Landasan hukum PTK 065/2017 tersebut, ujar Yusri, lemah dan tak berakar kepada UU Nomor 22 Tahun 2001 tentang Migas dan Peraturan Menteri ESDM Nomor 17 Tahun 2017, terkesan digatok gatoke aja. Setelah terbitnya Permen ESDM Nomor 42 Tahun 2018 yang telah direvisi menjadi Permen ESDM Nomor 18 Tahun 2021 tentang Prioritas Pemanfaatan Minyak Bumi dan Kondensat Untuk Kebutuhan Dalam Negeri, PTK 065/2017 itupun tak pernah direvisi untuk kepastian pasokan kilang Pertamina dari produksi minyak mentah dalam negeri.

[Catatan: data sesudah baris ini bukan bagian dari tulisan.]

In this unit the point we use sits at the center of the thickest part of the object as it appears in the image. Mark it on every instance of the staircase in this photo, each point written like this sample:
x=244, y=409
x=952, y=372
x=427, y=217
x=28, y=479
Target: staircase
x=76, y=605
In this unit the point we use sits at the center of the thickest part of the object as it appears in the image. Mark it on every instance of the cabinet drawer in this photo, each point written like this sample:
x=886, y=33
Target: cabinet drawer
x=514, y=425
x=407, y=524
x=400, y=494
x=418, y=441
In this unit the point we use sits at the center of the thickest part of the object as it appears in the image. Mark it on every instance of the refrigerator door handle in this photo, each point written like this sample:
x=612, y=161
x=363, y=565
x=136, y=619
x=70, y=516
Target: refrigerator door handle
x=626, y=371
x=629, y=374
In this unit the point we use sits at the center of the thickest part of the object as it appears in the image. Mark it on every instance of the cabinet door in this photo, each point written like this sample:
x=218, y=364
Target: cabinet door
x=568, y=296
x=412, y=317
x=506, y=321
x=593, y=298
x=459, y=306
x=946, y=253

"Sependek pemahaman dan temuan kami, PTK 065/2017 itu rawan disalahgunakan untuk kepentingan pemburu rente, bahkan ada KKKS tidak pernah melakukan tender dalam menjual kondensat bagian negara setidak tidaknya lima tahun terakhir berpotensi merugikan negara, dugaan kongkalikong ini sudah kami laporkan resmi ke KPK dan Kejaksaan Agung sejak Juni 2024," ujar Yusri.
Padahal, tutur Yusri, dari setiap barel produksi minyak mentah dan kondensat yang dikelola oleh KKKS asing, swasta nasional dan Pertamina Hulu Energi serta BUMD, baik dengan skema gross split atau skema cost recovery, terdapat minyak bagian negara yang dikenal dengan istilah Goverment Oil Intake (GOI).

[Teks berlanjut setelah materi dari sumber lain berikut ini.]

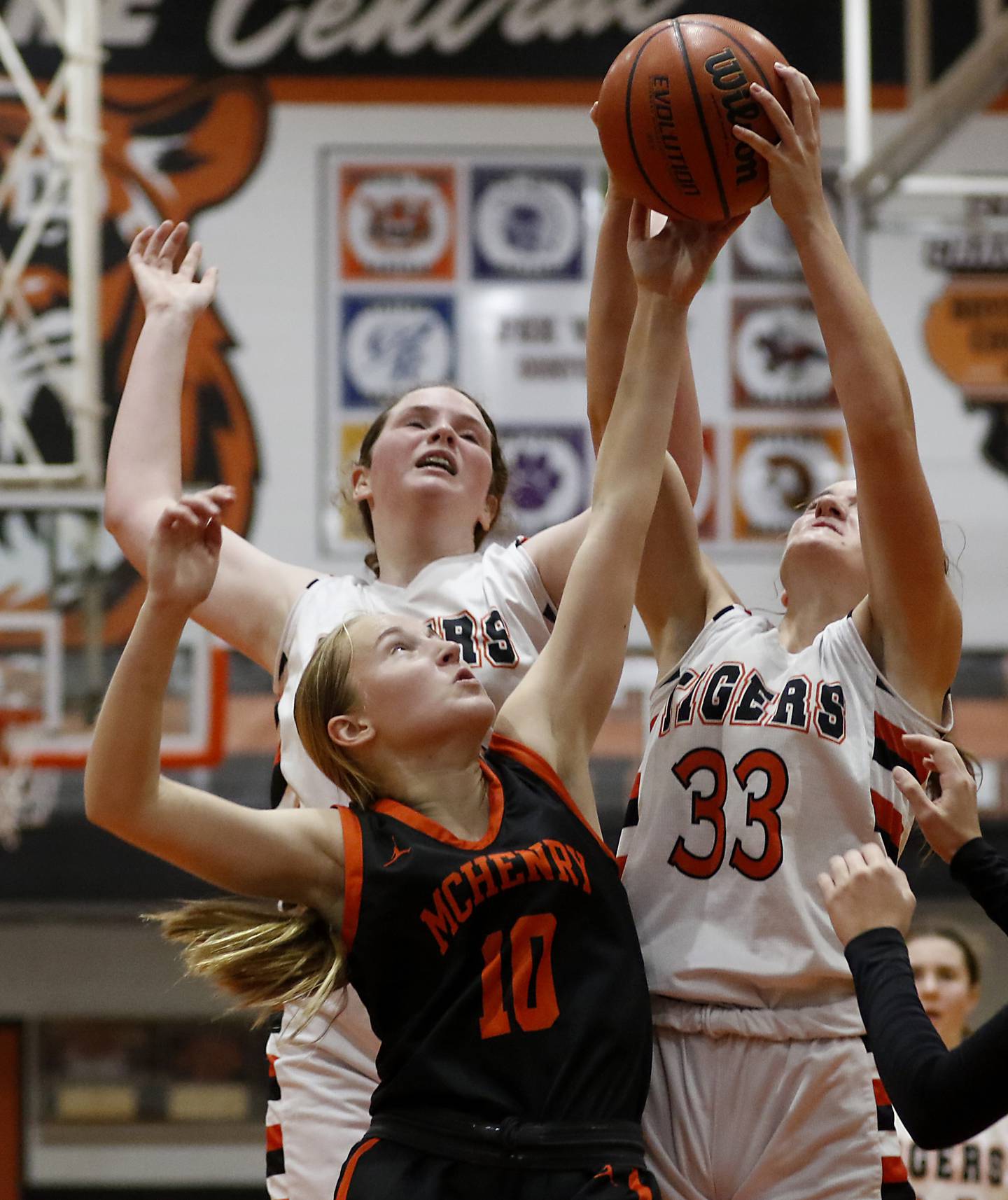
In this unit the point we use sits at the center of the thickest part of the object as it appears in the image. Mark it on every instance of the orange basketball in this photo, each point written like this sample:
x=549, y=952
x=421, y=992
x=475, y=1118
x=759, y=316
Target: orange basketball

Selain itu, tutur dia, merujuk UU Migas, ada kewajiban Domestic Market Obligation (DMO) KKKS sebesar 25 persen dari total produksinya untuk kebutuhan kilang Pertamina.
"Sayangnya, akibat penerapan formula harga Indonesian Crude Price (ICP) + Premium yang ditawarkan oleh KKKS ke Pertamina menjadi tak ekonomis, mengakibatkan banyak minyak bagian negara dan DMO telah diekspor, ironisnya kembali diimpor oleh Pertamina Patra Niaga dalam bentuk BBM. Ini adalah fakta," tuturnya.

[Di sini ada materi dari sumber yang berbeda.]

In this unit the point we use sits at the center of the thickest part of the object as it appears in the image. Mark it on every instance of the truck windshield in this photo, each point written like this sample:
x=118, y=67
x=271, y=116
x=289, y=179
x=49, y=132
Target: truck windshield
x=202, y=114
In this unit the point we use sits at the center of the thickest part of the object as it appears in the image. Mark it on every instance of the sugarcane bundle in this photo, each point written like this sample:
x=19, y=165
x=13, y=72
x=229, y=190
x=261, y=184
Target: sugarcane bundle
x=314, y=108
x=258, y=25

Menurut Yusri, seharusnya pemerintah hadir untuk menekan PT Kilang Pertamina Internasional untuk mengurangi impor minyak mentah, sehingga harus ada kebijakan Menteri Keuangan bahwa minyak mentah bagian negara dan DMO dijual ke KPI dengan formula ICP + flat, jika harga ICP discount tentu lebih.